In palefire-cli.py, extend QuestionTypeDetector.QUESTION_PATTERNS:

'CUSTOM_TYPE': {
    'patterns': [r'\byour pattern\b'],
    'entity_weights': {'PER': 1.5, 'LOC': 1.2},
    'description': 'Your custom query type'
}

Example Queries

# WHO questions (boosts person entities)
"Who was the California Attorney General in 2020?"
"Who is Gavin Newsom?"

# WHERE questions (boosts location entities)
"Where did Kamala Harris work as district attorney?"
"Where is the Attorney General's office located?"

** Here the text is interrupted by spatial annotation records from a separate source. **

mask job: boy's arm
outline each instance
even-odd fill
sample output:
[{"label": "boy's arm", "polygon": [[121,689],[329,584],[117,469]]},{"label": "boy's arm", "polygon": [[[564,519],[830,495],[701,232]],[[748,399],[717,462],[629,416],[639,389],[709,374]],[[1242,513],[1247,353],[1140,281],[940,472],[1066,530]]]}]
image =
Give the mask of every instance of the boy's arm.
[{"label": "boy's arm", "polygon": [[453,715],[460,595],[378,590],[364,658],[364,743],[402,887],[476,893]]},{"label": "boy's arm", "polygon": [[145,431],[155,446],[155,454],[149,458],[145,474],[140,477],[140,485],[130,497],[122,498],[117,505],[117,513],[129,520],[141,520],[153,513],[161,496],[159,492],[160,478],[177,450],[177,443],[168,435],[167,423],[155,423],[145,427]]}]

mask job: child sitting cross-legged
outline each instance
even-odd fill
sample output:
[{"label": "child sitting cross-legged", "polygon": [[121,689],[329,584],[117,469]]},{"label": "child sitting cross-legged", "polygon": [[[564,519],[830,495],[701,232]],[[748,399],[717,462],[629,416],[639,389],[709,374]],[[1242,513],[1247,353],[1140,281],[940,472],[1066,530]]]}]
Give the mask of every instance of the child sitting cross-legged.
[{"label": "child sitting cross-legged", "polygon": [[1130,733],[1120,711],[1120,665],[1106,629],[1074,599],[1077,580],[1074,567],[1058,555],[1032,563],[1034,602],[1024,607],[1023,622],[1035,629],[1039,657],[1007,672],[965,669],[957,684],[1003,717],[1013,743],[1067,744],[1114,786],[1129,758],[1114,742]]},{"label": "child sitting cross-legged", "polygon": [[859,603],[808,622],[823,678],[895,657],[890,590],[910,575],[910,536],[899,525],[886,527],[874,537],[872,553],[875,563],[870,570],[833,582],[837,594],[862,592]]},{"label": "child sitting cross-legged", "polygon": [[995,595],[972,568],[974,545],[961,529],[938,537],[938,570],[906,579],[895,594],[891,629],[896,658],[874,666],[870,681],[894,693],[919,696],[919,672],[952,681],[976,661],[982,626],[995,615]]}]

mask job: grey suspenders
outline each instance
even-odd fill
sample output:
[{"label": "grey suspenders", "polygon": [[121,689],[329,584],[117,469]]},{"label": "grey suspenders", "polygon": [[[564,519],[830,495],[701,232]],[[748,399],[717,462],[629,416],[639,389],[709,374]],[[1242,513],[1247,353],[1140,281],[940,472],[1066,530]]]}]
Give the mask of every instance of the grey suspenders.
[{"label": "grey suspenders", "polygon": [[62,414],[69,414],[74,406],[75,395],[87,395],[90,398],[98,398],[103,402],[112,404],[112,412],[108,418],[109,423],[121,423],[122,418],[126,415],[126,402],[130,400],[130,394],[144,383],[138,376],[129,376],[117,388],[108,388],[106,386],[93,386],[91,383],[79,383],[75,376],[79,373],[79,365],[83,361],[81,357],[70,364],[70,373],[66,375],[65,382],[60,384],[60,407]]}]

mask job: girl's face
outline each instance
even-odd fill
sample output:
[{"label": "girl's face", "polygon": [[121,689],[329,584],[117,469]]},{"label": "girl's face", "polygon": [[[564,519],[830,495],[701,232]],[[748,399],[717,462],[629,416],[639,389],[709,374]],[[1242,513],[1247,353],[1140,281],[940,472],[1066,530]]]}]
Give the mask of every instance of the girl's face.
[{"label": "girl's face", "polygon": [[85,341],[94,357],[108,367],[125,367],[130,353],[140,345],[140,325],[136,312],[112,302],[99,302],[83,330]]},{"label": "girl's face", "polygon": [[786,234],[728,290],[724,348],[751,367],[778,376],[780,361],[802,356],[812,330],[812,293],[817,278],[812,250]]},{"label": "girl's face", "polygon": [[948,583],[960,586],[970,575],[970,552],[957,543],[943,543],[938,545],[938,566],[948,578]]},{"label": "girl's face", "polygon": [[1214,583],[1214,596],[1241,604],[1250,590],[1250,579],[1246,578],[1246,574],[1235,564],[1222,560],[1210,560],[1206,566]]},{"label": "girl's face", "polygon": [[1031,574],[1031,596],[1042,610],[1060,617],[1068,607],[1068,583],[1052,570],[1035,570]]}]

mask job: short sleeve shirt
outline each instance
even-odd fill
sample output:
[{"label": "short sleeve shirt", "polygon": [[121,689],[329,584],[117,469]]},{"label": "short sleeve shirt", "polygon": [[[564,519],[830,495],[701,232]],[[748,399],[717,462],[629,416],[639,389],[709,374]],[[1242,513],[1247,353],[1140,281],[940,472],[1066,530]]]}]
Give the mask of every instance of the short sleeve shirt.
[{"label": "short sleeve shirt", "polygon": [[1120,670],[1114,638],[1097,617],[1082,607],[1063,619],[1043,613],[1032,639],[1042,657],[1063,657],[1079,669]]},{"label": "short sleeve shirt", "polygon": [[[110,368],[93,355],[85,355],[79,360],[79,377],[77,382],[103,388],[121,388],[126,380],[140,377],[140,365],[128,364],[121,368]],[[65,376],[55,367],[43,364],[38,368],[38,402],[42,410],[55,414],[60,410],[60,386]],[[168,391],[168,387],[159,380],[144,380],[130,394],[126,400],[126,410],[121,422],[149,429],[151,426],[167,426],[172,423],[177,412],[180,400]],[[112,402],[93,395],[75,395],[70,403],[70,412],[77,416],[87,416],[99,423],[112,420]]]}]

# WHEN questions (boosts date entities)
"When did Gavin Newsom become governor?"
"When was Kamala Harris Attorney General?"

# WHAT questions (boosts organization/role entities)
"What position did Harris hold in 2015?"
"What organization did she lead?"

Performance Tips

  1. Use spaCy for NER: Much better accuracy than pattern-based fallback
  2. Batch Ingestion: Process episodes in batches for large datasets
  3. Index Optimization: Ensure Neo4j indices are built (done automatically)
  4. Adjust Weights: Tune ranking weights based on your use case
  5. Cache Results: Consider caching frequently accessed results

Troubleshooting

spaCy Model Not Found

python -m spacy download en_core_web_sm

Neo4j Connection Error

  • Verify Neo4j is running
  • Check connection details in .env
  • Test connection: neo4j://localhost:7687

Low Search Accuracy

  • Ensure NER enrichment is enabled (spaCy installed)
  • Check entity extraction during ingestion
  • Adjust ranking weights
  • Try question-aware search instead of standard

Memory Issues

  • Reduce node_search_config.limit (default: 20)
  • Process episodes in smaller batches
  • Use pattern-based NER instead of spaCy

Documentation

  • RANKING_SYSTEM.md: Complete ranking system guide
  • NER_ENRICHMENT.md: NER system documentation
  • QUESTION_TYPE_DETECTION.md: Question-type detection guide
  • QUERY_MATCH_SCORING.md: Query matching details

Next Steps

  1. Add Your Data: Replace example episodes with your content
  2. Run Ingestion: Set ADD = True and run python palefire-cli.py
  3. Test Queries: Set ADD = False and test different query types
  4. Tune Weights: Adjust ranking weights for your use case
  5. Monitor Performance: Track search accuracy and speed

Advanced Features

Custom Entity Types

Extend EntityEnricher.ENTITY_TYPES for domain-specific entities

Multi-Language Support

Add language-specific patterns to QuestionTypeDetector

API Integration

Wrap search functions in FastAPI/Flask for REST API access

Batch Processing

Process large datasets with async batch operations

Result Caching

Implement Redis caching for frequently accessed queries

Support

For issues or questions:

  1. Check documentation files in this directory
  2. Review example queries in palefire-cli.py
  3. Examine console output for debugging information

License

Inherits license from parent Open WebUI project.


Pale Fire - Named after Vladimir Nabokov's novel, where a poem becomes the subject of extensive commentary and interpretation, much like how this system builds a rich knowledge graph from text and enables intelligent exploration through questions.